The differential diagnosis of neonatal anemia includes chronic or acute blood loss, congenital disorders of erythrocyte production (e.g., Fanconi’s anemia, Diamond-Blackfan), erythrocyte membrane defects (e.g., hereditary spherocytosis, hereditary elliptocytosis), congenital enzyme deficiencies (e.g., G6PD [glucose-6-phosphate dehydrogenase], pyruvate kinase), infection, and hemoglobin disorders (Figure 104-2). Of the hemoglobinopathies, α-thalassemias are the most common and severe. The switch from fetal (α2γ2) to adult (α2β2) hemoglobin occurs during the first year of life. As a result, defects in α-globin synthesis manifest in utero, whereas defects in β-globin synthesis become apparent in late infancy. Deletion of three (hemoglobin H disease) or four (hemoglobin Barts) α-globin genes can cause significant hemolytic anemia and present as hydrops fetalis. Newborn screening enables early detection and treatment of infants with major hemoglobinopathies and therefore reduces the mortality and morbidity associated with these conditions.


Figure 104-2 Differential diagnosis of neonatal anemia.

(Modified from Blanchette VS, Zipursky A. Assessment of anemia in newborn infants. Clin Perinatol 11(2):489-510, 1984.)

Management and Therapy

Phototherapy and ET are the primary modes of treatment for infants with hemolytic disease. In Rh incompatibility, intensive phototherapy should be started immediately after birth. Prompt initiation of phototherapy might prevent the need for ET.

Treatment of neonatal hyperbilirubinemia with ET was introduced in the early 1950s. Although ET is proven to reduce mortality and the risk of kernicterus, it is associated with serious complications, including hemodynamic instability, apnea, coagulopathies, electrolyte imbalance, vascular thromboses, sepsis, arrhythmias, and necrotizing enterocolitis (NEC) (see Chapter 100). Efforts to reduce perinatal mortality and the need for ET have led to the development of several prenatal care strategies, including RhoGAM, use of Doppler ultrasound to detect fetal anemia, and intrauterine blood transfusions.

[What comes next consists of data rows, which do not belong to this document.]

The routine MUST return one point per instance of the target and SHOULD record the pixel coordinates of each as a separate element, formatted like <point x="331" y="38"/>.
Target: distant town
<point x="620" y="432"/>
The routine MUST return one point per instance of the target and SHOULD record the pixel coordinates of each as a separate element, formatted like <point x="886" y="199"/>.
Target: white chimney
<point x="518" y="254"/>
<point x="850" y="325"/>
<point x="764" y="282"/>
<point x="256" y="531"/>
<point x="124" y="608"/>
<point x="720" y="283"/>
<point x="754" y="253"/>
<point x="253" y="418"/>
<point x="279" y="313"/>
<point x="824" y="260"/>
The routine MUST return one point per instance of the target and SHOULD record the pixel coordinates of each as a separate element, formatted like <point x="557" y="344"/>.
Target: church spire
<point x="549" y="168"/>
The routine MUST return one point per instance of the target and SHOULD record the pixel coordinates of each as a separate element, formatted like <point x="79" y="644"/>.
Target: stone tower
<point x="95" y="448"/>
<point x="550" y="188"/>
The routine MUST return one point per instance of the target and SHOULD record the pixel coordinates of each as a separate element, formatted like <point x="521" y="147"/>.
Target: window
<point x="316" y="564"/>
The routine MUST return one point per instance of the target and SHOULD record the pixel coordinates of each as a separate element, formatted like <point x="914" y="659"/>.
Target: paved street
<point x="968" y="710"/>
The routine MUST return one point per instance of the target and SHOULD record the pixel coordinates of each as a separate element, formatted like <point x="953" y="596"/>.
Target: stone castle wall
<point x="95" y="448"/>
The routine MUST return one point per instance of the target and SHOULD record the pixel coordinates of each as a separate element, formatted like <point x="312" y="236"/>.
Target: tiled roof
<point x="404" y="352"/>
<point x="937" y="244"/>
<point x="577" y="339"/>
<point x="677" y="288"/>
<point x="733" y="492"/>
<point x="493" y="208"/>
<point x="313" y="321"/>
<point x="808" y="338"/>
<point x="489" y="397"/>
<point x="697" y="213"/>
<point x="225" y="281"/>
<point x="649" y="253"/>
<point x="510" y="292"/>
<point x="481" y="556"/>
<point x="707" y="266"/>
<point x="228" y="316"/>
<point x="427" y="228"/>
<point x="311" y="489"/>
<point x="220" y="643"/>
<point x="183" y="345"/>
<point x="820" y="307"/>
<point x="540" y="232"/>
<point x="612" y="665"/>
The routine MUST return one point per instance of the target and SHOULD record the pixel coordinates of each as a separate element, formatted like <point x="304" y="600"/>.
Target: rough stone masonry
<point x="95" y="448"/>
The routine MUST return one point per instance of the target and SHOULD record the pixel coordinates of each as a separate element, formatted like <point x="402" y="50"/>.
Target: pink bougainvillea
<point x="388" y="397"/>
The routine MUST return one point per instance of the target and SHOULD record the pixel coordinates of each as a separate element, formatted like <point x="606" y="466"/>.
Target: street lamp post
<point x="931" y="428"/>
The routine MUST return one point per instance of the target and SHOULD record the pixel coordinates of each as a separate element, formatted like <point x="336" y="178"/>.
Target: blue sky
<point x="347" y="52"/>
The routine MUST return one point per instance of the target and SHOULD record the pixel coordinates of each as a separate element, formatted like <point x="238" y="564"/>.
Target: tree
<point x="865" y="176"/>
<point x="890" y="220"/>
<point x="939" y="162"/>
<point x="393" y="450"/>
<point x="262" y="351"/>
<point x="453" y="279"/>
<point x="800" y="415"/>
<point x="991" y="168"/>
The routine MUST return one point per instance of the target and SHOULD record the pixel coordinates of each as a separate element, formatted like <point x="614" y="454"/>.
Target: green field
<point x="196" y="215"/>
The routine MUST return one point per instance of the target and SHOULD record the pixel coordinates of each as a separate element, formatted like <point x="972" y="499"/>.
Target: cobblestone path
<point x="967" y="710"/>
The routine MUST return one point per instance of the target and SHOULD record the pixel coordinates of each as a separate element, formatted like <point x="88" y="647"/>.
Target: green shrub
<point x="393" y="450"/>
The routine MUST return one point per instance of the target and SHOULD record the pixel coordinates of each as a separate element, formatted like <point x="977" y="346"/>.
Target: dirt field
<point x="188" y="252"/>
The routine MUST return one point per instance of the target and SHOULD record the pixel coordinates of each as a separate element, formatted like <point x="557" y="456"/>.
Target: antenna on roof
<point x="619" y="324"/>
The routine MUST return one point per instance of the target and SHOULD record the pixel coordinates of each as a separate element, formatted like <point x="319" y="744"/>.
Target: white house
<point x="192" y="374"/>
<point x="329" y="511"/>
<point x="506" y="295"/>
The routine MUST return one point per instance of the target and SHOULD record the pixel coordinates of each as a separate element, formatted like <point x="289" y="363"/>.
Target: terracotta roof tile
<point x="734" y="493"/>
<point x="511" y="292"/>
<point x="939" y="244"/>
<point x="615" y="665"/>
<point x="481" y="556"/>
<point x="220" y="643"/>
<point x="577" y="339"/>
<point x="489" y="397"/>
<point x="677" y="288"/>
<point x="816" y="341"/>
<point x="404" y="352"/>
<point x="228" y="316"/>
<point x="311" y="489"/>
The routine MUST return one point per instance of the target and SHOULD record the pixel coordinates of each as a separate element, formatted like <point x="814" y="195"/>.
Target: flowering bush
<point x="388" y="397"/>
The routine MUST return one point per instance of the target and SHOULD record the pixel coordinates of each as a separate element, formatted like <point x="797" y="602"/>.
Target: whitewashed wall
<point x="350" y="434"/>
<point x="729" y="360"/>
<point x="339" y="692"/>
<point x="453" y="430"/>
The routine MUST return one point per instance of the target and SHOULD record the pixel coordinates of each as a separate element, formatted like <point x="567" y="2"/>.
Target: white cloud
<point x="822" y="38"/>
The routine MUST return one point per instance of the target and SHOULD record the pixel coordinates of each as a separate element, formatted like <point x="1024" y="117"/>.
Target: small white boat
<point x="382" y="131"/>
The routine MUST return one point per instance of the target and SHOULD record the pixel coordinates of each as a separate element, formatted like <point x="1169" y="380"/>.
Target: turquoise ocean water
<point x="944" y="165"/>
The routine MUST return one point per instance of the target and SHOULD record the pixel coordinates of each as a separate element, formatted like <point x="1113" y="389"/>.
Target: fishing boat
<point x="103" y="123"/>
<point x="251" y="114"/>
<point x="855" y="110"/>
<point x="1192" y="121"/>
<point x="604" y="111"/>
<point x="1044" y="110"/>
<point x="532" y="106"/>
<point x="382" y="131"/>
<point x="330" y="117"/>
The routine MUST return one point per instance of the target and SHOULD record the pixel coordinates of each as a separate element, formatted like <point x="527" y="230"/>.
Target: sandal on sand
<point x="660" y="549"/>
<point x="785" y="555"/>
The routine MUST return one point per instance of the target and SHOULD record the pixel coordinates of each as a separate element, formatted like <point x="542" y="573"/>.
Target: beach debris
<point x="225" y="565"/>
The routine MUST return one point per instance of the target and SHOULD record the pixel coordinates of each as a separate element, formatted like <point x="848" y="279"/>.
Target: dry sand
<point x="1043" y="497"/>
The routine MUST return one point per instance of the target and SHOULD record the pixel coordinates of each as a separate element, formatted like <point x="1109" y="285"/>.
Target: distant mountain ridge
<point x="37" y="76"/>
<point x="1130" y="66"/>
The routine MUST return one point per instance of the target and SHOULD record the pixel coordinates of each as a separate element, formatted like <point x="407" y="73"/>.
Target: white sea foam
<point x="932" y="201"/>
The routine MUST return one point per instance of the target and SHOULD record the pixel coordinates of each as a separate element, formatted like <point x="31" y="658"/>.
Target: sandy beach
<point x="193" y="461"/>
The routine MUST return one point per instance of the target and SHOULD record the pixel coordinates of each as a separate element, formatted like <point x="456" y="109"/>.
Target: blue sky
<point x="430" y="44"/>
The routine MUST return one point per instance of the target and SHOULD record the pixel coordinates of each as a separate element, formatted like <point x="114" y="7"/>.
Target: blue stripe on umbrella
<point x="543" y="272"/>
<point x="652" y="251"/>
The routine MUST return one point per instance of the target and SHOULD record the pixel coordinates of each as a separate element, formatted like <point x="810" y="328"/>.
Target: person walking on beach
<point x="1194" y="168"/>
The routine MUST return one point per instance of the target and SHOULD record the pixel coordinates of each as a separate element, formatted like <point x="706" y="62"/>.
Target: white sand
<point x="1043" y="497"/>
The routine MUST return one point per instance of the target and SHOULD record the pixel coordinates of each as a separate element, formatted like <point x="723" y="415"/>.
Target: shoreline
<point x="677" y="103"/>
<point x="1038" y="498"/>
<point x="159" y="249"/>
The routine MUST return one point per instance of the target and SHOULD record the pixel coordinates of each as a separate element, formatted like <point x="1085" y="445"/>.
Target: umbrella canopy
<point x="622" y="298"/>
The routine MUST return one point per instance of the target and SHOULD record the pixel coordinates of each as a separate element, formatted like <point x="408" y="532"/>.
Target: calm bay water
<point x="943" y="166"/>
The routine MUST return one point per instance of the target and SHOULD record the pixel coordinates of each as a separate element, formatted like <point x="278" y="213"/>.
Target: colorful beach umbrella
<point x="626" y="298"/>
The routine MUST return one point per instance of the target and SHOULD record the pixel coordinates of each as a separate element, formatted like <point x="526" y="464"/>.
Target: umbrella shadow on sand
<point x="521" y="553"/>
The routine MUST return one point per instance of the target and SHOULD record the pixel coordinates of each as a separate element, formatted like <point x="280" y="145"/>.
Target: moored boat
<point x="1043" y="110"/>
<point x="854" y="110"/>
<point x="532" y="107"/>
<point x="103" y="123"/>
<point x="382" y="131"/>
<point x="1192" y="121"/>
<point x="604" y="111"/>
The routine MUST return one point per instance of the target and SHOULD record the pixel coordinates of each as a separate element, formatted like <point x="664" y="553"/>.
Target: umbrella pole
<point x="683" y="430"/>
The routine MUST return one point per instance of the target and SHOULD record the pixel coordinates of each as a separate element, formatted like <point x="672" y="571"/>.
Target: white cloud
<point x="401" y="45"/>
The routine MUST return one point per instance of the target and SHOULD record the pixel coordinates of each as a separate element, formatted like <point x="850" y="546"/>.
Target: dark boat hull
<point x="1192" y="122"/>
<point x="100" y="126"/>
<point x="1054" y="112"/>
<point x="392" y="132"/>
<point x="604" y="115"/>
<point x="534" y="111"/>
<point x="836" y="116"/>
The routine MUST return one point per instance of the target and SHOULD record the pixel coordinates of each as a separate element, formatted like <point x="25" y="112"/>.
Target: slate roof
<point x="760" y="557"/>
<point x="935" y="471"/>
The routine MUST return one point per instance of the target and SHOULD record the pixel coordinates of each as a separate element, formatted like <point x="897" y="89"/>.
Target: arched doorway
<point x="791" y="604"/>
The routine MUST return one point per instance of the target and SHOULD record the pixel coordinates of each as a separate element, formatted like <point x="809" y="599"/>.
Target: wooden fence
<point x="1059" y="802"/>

The use of RhoGAM (anti-D prophylaxis) in Rh-negative women has led to a marked decline in Rh sensitization and hemolytic disease of the newborn. Studies have demonstrated that of all Rh-sensitized pregnancies with Rh-positive fetuses, 51% require no treatment, 31% require treatment after full-term delivery, 10% are delivered early and need ET, and 9% require intrauterine fetal transfusion. In developed countries, a high proportion of clinically significant hemolytic disease is now caused by antibodies to antigens other than D (i.e., anti-C, anti-E, or anti-Kell) and therefore is not preventable with RhoGAM.

Intravenous immunoglobulin (IVIG) is a supplemental therapy that may be effective in reducing the need for ET in infants with immune-mediated hemolytic disease. In isoimmune hemolysis, RBCs are destroyed by an antibody-dependent cytotoxic process directed by Fc receptor–bearing cells of the reticuloendothelial system. IVIG’s mechanism of action is postulated to be attributable to nonspecific blockade of Fc receptors. Potential benefits of IVIG over ET include relative ease of administration, reduced invasiveness, and improved safety profile. Preliminary studies have demonstrated lower maximum bilirubin levels and shorter durations of hospitalization among patients receiving IVIG treatment.